Je chargeai de notes[1] mon exemplaire, et c’est ce que je ne fais que quand le livre me charme et m’instruit. Je pris même la liberté de n’être pas quelquefois de l’avis de l’auteur. Par exemple, je disputais contre vous sur un demi-savant, très-méchant homme, nommé Dutens[2], réfugié à présent en Angleterre, qui imprima, il y a cinq ans, un sot libelle atroce contre tous les philosophes, intitulé le Tocsin. Ce polisson prétend que les anciens avaient connu l’usage de la boussole[3], la gravitation, la route des comètes, l’aberration des étoiles, la machine pneumatique, la chimie, etc., etc.

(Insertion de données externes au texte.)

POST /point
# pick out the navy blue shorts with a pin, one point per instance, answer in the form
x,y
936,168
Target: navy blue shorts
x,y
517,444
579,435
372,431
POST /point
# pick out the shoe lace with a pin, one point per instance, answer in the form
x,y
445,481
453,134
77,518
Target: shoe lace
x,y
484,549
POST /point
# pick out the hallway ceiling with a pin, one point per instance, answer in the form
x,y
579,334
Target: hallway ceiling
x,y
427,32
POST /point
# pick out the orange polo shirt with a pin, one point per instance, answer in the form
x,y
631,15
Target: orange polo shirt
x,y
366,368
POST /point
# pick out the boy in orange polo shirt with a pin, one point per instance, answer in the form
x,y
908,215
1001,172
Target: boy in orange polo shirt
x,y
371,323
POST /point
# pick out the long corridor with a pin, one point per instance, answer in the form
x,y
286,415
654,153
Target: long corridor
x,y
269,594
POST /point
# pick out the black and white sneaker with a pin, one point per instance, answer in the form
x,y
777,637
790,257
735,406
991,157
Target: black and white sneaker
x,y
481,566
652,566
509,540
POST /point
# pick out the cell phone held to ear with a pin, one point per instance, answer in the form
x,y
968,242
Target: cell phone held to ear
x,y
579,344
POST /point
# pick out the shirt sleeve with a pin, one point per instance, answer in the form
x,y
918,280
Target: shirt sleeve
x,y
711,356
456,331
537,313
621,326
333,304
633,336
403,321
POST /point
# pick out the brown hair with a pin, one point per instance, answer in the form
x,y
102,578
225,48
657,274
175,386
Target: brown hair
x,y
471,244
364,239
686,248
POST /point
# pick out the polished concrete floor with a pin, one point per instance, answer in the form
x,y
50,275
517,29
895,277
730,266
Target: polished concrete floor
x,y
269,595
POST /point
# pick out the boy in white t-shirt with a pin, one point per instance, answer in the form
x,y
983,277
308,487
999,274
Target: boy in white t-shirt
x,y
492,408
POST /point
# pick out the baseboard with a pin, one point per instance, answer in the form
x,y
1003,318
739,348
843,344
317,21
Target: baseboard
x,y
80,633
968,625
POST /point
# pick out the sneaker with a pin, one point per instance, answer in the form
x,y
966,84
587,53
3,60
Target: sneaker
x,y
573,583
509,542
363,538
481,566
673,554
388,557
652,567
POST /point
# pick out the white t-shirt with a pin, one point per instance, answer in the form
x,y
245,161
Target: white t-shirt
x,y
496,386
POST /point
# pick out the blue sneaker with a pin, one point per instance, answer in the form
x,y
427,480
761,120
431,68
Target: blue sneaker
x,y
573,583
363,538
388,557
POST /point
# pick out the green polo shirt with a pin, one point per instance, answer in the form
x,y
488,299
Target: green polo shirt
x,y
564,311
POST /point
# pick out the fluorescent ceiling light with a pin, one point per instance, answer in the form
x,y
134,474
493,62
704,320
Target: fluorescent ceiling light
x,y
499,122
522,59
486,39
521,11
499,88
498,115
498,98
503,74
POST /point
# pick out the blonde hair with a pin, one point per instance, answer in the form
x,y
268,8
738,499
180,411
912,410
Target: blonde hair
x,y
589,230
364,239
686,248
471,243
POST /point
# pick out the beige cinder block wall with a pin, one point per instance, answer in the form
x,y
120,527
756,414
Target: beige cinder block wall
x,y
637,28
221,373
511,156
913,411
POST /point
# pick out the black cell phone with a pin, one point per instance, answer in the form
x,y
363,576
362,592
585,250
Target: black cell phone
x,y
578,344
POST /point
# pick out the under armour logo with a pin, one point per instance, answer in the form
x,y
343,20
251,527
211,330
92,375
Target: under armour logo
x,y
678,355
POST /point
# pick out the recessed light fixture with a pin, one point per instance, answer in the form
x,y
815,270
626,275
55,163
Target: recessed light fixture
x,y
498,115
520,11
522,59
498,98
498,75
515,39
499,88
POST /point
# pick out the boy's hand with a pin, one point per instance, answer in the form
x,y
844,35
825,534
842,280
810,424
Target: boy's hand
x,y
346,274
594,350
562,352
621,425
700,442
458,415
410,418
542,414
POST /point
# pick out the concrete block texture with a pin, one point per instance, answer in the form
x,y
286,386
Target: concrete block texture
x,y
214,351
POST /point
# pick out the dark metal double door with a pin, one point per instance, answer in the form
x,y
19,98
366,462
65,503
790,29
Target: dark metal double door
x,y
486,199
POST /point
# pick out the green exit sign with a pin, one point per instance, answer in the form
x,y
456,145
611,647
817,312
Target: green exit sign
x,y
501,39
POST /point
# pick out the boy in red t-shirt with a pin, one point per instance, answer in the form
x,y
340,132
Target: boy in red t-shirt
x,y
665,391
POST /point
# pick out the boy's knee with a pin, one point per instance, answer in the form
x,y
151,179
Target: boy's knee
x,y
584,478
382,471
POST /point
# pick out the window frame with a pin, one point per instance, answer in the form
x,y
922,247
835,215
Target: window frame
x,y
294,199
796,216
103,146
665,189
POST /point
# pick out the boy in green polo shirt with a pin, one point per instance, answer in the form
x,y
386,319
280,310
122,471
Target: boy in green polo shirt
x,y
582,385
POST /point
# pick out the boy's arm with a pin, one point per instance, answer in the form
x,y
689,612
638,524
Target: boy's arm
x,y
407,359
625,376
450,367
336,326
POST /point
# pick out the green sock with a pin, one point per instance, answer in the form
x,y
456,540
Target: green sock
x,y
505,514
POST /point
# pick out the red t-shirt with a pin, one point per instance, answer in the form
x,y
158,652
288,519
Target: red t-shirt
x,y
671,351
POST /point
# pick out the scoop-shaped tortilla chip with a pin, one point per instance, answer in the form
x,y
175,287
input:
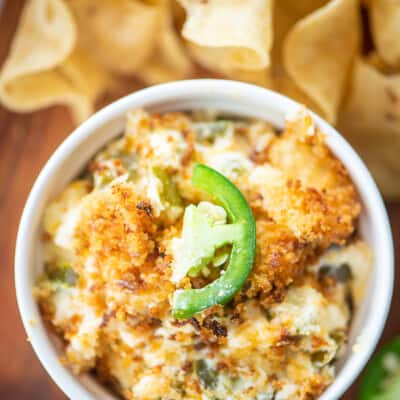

Je disputais encore sur ce mot Jehovah, que je croirais phénicien, et je ne regardais le patois hébraïque que comme un informe composé de syriaque, d’arabe, et de chaldéen.

Mais, en écrivant mes doutes sur ces misères, avec quel transport je remarquais tout ce qui peut élever l’âme, l’instruire, et la rendre meilleure ! comme je mettais bravo ! à la page cinquième du premier volume, à ces règnes cruellement héroïques, etc., et à salas gubernantium, et aux réflexions sur la cloaca magna, et sur mille traits d’une finesse de raison supérieure qui me faisait un plaisir extrême !

Je recherchais s’il n’y a en effet qu’un million d’esclaves chrétiens[4]. Vous entendez les serfs de glèbe ; et j’en trouvais plus de trois millions en Pologne, plus de dix en Russie, plus de six en Allemagne et en Hongrie. J’en trouvais encore en France, pour lesquels je plaide actuellement contre des moines-seigneurs.

J’observais que Jésus-Christ n’a jamais songé à parler d’adoucir l’esclavage ; et cependant combien de ses compatriotes étaient en servitude de son temps ! Je me souvenais qu’au commencement du siècle le ministère comptait, dans la généralité de Paris, dix mille têtes de prêtraille, habitués, moines, et

  1. Ces notes ont été imprimées dans l’édition que M. A.-A. Renouard a donnée en 1822 de l’ouvrage De la Félicité publique, deux volumes in-8o.
  2. Voyez tome XXVIII, page 465.
  3. Loin d’attribuer la boussole aux anciens, Dutens dit formellement qu’ils l’ignoraient ; voyez Recherches sur l’origine des découvertes attribuées aux modernes, tome II. page 31. (B.)
  4. On ne parle, en cet endroit de l’ouvrage, que des esclaves noirs, et non pas des serfs, qu’on ne peut assimiler aux esclaves des anciens. (K.)